ECLI:NL:RVS:2005:AU5109
Raad van State
- Voorlopige voorziening+bodemzaak
- D.A.C. Slump
- S.H. van den Ende
- Rechtspraak.nl
Verzoek om proceskostenveroordeling na intrekking van een verzoek om voorlopige voorziening
In deze zaak heeft verzoeker op 19 augustus 2005 hoger beroep ingesteld tegen een uitspraak van de rechtbank Zutphen van 11 juli 2005. Tegelijkertijd heeft hij de Voorzitter van de Raad van State verzocht om een voorlopige voorziening te treffen. Op 2 september 2005 heeft verzoeker echter zijn verzoek om een voorlopige voorziening ingetrokken en verzocht om een proceskostenveroordeling van het college van burgemeester en wethouders van Brummen. Dit verzoek is ingediend omdat het college op 1 september 2005 de begunstigingstermijn van het dwangsombesluit had verlengd tot zes weken na de uitspraak op het hoger beroep, wat volgens verzoeker een gedeeltelijke tegemoetkoming inhield.

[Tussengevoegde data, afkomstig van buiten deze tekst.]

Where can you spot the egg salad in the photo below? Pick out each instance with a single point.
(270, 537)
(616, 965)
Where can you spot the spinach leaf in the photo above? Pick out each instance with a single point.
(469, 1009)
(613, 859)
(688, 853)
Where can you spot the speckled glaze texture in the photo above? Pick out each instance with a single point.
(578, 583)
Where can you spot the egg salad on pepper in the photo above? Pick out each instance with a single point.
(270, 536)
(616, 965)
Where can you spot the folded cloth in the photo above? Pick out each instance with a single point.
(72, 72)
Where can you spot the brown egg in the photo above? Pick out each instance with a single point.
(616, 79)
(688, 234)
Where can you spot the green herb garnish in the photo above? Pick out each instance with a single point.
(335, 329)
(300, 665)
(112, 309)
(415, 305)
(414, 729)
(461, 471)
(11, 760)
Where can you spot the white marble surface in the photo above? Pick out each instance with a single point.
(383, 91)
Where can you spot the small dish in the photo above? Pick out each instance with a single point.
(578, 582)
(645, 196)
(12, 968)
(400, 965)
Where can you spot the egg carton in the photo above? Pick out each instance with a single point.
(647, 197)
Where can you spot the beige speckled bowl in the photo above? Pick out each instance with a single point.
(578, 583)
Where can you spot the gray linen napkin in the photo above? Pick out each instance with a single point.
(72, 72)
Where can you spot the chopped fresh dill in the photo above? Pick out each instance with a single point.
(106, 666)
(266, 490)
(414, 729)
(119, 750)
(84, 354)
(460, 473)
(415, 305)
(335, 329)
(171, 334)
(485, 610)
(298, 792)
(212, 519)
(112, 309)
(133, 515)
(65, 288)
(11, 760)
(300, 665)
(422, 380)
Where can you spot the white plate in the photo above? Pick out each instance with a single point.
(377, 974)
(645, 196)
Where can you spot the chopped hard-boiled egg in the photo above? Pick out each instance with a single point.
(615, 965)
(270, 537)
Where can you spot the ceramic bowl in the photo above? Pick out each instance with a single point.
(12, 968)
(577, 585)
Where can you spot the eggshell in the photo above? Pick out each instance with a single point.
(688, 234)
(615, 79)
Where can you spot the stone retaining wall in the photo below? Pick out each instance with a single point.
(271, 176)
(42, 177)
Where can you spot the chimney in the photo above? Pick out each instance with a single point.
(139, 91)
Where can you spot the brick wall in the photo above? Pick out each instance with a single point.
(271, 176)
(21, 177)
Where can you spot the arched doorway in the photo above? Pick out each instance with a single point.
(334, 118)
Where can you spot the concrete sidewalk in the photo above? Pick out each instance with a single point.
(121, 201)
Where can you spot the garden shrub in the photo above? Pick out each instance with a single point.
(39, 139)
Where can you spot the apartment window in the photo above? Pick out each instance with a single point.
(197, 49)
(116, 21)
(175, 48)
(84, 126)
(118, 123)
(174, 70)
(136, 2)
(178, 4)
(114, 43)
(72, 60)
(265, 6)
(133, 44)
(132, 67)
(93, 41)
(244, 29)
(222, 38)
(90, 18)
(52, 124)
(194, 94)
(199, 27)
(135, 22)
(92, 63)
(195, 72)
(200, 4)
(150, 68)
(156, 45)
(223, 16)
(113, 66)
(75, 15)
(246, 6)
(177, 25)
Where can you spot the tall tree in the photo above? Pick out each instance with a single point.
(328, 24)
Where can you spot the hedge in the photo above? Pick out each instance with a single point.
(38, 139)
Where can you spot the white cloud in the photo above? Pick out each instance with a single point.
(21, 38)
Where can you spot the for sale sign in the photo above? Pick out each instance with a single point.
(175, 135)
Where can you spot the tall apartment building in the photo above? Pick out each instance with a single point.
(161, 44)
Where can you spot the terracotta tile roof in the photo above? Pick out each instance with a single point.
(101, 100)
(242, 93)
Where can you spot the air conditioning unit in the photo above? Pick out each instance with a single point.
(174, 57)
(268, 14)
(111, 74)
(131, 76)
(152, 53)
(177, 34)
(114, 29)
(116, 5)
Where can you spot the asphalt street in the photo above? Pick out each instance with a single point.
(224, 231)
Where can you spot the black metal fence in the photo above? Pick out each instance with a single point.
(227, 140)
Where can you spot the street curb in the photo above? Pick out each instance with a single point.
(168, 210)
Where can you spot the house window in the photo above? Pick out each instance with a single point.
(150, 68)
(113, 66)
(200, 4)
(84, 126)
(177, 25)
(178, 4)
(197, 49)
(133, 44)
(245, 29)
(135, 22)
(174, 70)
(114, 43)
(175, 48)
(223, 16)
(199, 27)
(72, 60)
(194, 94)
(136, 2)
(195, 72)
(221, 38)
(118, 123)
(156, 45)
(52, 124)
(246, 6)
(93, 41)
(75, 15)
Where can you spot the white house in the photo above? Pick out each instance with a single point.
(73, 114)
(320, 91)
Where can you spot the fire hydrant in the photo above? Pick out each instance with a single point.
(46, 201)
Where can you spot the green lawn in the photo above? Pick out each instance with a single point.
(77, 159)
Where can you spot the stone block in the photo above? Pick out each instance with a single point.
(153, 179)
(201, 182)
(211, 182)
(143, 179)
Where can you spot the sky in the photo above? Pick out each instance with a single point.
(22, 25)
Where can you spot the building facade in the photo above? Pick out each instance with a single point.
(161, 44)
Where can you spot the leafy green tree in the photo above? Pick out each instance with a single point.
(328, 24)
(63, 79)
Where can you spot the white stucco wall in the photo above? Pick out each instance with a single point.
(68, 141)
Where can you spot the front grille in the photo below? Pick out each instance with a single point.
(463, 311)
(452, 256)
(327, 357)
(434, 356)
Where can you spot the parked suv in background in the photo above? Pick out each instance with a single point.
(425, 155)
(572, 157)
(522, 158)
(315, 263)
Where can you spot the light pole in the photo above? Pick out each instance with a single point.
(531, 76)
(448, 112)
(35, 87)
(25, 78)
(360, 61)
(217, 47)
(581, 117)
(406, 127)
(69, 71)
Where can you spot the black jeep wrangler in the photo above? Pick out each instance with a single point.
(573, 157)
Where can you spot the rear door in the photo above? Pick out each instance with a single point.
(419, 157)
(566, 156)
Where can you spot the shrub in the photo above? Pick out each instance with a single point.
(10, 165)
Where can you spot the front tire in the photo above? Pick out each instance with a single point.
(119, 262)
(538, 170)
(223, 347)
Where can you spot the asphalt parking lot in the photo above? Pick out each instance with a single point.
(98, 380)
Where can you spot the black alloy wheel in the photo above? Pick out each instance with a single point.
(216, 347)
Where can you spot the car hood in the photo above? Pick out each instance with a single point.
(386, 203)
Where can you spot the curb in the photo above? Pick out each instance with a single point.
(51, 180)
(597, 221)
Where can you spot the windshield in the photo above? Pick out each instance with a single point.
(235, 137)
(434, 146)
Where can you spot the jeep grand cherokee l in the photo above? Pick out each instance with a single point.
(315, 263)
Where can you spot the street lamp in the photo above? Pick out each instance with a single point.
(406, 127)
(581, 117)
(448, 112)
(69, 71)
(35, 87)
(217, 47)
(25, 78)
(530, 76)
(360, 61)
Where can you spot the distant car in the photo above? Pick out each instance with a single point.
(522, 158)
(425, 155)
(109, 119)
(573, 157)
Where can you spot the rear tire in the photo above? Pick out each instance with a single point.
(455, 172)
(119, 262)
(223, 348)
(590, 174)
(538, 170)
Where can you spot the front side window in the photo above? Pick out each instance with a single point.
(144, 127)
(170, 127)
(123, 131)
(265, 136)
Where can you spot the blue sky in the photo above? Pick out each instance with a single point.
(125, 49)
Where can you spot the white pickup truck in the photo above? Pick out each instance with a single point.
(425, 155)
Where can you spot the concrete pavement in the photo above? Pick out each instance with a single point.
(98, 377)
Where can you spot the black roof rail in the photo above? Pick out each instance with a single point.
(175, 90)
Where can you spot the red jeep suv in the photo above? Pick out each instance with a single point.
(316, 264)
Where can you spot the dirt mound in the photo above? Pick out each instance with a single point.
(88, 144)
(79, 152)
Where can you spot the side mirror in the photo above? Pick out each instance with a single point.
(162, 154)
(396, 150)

De Voorzitter heeft de zaak zonder zitting behandeld en heeft overwogen dat er sprake is van 'gedeeltelijk tegemoetkomen' in de zin van artikel 8:75a van de Algemene wet bestuursrecht (Awb). Dit artikel stelt dat indien een verzoek om voorlopige voorziening wordt ingetrokken omdat het bestuursorgaan tegemoet is gekomen aan de indiener, het bestuursorgaan kan worden veroordeeld in de proceskosten. De Voorzitter heeft geoordeeld dat de verlenging van de begunstigingstermijn door het college van burgemeester en wethouders van Brummen als een gedeeltelijke tegemoetkoming kan worden beschouwd.
In de beslissing heeft de Voorzitter het college van burgemeester en wethouders van Brummen veroordeeld tot vergoeding van de proceskosten van verzoeker, die zijn vastgesteld op € 322,00, geheel toe te rekenen aan door een derde beroepsmatig verleende rechtsbijstand. De gemeente Brummen dient dit bedrag aan verzoeker te betalen onder vermelding van het zaaknummer. De uitspraak is openbaar gedaan op 13 oktober 2005.